The capture and storage of carbon dioxide is increasingly seen as a viable future solution, enabling the continued use of fossil fuels with minimal environmental impact. In addition to significantly reducing carbon dioxide emissions, this method also offers benefits such as job creation and increased life expectancy.
While this solution is complex and requires in-depth studies for successful implementation, it also calls for investment and support from both large corporations and governments.
As EU countries strive for climate neutrality, this method could help any nation progress toward this goal, benefiting citizens with job opportunities, longer life spans, and a more sustainable future.
Romania has significant potential to be a key player in this field, with over 30 storage facilities in depleted hydrocarbons deposits, offering a total CO2 storage capacity exceeding 514 Mt. This growing interest from major companies to invest in such projects, despite the high costs, is driven by the desire to achieve climate neutrality and the rising price of carbon credits.

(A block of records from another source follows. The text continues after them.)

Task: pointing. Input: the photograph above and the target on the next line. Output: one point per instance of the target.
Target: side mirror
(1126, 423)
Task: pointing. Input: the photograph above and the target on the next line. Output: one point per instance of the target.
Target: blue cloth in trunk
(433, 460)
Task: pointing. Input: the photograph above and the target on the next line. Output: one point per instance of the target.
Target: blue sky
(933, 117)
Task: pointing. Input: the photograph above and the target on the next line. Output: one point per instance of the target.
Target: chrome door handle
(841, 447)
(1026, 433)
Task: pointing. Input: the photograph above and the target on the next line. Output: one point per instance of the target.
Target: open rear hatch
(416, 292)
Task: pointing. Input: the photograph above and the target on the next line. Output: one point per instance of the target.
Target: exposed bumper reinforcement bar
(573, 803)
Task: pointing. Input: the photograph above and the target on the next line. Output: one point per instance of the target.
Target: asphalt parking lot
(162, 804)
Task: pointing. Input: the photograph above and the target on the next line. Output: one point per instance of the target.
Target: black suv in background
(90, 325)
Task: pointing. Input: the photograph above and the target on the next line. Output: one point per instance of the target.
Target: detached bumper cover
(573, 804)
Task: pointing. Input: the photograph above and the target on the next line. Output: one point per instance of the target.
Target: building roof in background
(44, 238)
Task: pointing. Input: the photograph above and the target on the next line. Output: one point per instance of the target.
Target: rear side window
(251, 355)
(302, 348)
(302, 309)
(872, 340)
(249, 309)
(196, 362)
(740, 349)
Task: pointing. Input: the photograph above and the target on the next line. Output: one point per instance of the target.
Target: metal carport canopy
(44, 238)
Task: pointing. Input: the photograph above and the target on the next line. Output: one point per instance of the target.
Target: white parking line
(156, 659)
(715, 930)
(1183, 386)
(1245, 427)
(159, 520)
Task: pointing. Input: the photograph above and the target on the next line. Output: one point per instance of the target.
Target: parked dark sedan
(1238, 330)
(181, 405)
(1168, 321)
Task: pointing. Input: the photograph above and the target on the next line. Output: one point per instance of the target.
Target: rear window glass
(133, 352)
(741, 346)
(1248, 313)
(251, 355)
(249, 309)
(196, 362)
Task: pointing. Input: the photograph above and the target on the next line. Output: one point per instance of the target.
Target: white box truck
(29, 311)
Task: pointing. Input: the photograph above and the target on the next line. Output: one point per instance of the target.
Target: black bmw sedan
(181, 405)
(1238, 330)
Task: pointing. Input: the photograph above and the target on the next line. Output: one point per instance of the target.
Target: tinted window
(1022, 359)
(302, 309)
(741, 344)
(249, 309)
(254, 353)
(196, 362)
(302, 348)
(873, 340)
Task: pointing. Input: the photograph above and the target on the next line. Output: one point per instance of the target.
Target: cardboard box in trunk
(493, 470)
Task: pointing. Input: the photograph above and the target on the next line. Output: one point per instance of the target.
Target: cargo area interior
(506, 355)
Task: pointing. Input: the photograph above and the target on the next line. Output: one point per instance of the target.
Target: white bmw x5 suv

In line with the set research objective, through reservoir simulation modeling, our study evaluated the feasibility of capturing CO2 emissions from the Turceni Power Plant in Oltenia region, Romania, and permanently storing them via injection wells in the adjacent Meotian depleted hydrocarbon reservoirs of the Bibești-Bulbuceni field within the Getic Basin as a novelty.
The study results demonstrate that the Bibești-Bulbuceni depleted hydrocarbon reservoir near Turceni has the capacity to sequester approximately up to 32.21 Bsm3 or 60 MtCO2 through the proposed carbon capture system, with storage completion projected for 25 years under standard injection scenarios with up to 20 years under optimized injection plateau conditions.
The CO2 storage capacity of depleted hydrocarbon reservoirs in Romania’s Oltenia Region presents an opportunity to establish secure, long-term carbon sequestration projects for nearby power plants that currently generate electricity from coal combustion or may transition to hydrocarbon-based energy production.